ClawCon Ankara · April 29, 2026

The Other Half of the
Context Problem

B. Mert Köseoğlu · Creator of context-mode

Organized by BuilderMare — Veli Uysal & Furkan Demir · ClawCon & OpenClaw · Special thanks to Murat Aslan

Slide 1

Good evening everyone. Quick thank you to Veli and Furkan from BuilderMare, to Murat Aslan, and to ClawCon and the OpenClaw community for making this happen in Ankara. [pause] I'm Mert. I build open-source tools for AI coding agents. Tonight I want to show you a problem that every single person in this room is living with. You just might not have a name for it yet.

The Problem

Your AI agent
has no memory.

Claude Code, Cursor, Copilot, Codex, Gemini CLI.
Under the hood, they all work the same way.

Slide 2

Let's start with a fact that might surprise you. [pause] Your AI coding agent has no memory. None. Claude Code, Cursor, Copilot, Codex, Gemini CLI. Under the hood, they all work exactly the same way. The model is stateless. It doesn't remember anything from one turn to the next. So how does it seem like it remembers? Let me show you.

How it actually works

Every turn, everything gets re-sent.

Turn 1

your prompt + 1 tool result

~60 KB

Turn 5

everything from turns 1-4 + new output

~300 KB

Turn 15

all previous turns re-sent again

~600 KB

Turn 30

context window almost full

~1.2 MB

Turn 31

COMPACTION — agent summarizes & forgets everything

RESET

Slide 3

Here's what actually happens. [pause] Turn one, you ask something, a tool runs, sixty kilobytes come back. That's fine. Turn five, all the output from turns one through four gets re-sent along with the new stuff. Three hundred kilobytes now. Turn fifteen, everything ships again. Six hundred kilobytes. Turn thirty, you're at 1.2 megabytes and the context window is almost full. [pause] Turn thirty-one? The agent compacts. It summarizes the conversation. Throws away the originals. And just like that, it forgets everything it read, every decision it made, the task it was in the middle of. You start over.

A real example

One command. 750,000 tokens.

gh issue list

59 KB

of JSON comes back

That’s about 15,000 tokens.

Next turn, those 15,000 tokens get sent again.

Turn after that, again.

Fifty turns in, that one command has cost you

750,000 tokens

Now do that 20 times in a session.

30 MB

of input tokens on tool output alone.

Slide 4

Let me make this concrete. [pause] You run gh issue list. One command. Fifty-nine kilobytes of JSON come back. About fifteen thousand tokens. Seems reasonable, right? [pause] But next turn, those fifteen thousand tokens ship again.
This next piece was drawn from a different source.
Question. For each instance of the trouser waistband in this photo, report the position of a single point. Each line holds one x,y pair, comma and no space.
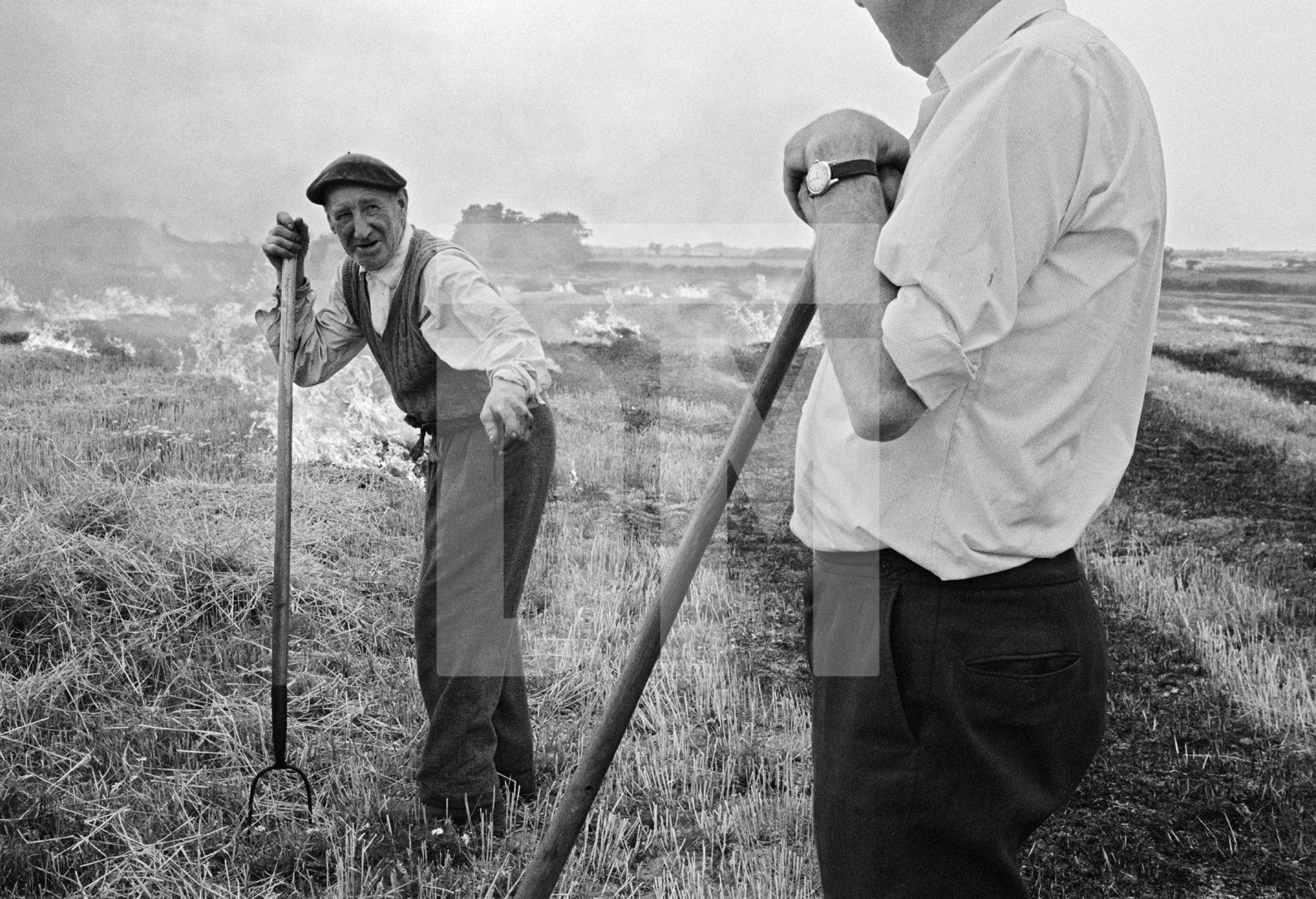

Turn after that, again. Fifty turns in, that single command has cost you seven hundred fifty thousand input tokens. [pause] And you're not running one command per session. You're running twenty. Average output: thirty kilobytes each. That's thirty megabytes of input tokens. On tool output alone. That's where your context goes.

The breaking point

When the context fills up,
everything disappears.

The agent compacts. Summarizes the conversation. Throws away the originals. Gone:

× Files it read

× Decisions it made

× Errors it fixed

× Your corrections

× The task in progress

× Your instructions

50%

accuracy drop at 32K tokens

NoLiMa, 2025

15 min

lost re-explaining
your codebase

$60K

/year for a 50-seat team
on an agent that forgets

Slide 5

And when it fills up, everything disappears. [pause] Files it read. Gone. Decisions it made. Gone. Errors it encountered and fixed. Gone. Your instructions and corrections. Gone. The task it was in the middle of building. Gone. [pause] Fifty percent accuracy drop after thirty-two thousand tokens. Fifteen minutes lost every time it resets, re-explaining your codebase from scratch. Sixty thousand dollars a year for a fifty-seat team, burned on an agent that forgets everything every twenty minutes.

The Solution

What if the data
never entered context?

Slide 6

[let it sit for a moment] What if the data never entered the context window in the first place?

context-mode · Step 1

Intercept.

Agent

calls

gh issue list

59 KB

raw JSON output

5 lifecycle hooks

context-mode

intercepts via PostToolUse hook

intercept

context window

1.1 KB

summary only

←

FTS5 database

59 KB

searchable, indexed

Slide 7

context-mode intercepts. [pause] Your agent calls gh issue list. Fifty-nine kilobytes of JSON come back. Normally, all of that dumps straight into your context window. But context-mode is sitting between the agent and its tools. It uses five lifecycle hooks — PreToolUse, PostToolUse, SessionStart, PreCompact, UserPromptSubmit — to intercept tool output before it reaches the conversation. The full fifty-nine kilobytes goes to a local FTS5 database. Only a one-point-one kilobyte summary enters context. The agent still gets the answer. Your context window barely notices.

context-mode · Step 2

Sandbox.

Don’t pull data into context.
Send code to the data.

Before: Pull data into context

cat access.log # 45 KB enters context
# Agent reads all 45 KB, writes summary
# 45 KB stays in context FOREVER

After: Think in Code™

ctx_execute("javascript", `
  const logs = fs.readFileSync('access.log')
  const errors = logs.filter(l => l.status >= 500)
  console.log(errors.length + ' server errors')
`)

45 KB

enters context (before)

155 B

enters context (after)

200× reduction

Slide 8

Sandbox. [pause] This is the paradigm shift. We call it Think in Code. Instead of pulling forty-five kilobytes of access logs into your context window for the agent to read, you send code to the data. The agent writes a small script, context-mode executes it in a sandbox, and only the stdout — one hundred fifty-five bytes — enters context. [pause] Two hundred times reduction. The agent still gets the answer. It wrote the analysis. But the raw data never touched the context window. This is mandatory across all fourteen platforms context-mode supports.

context-mode · Step 3

Index.

Everything the agent learns is searchable forever. Even across compactions.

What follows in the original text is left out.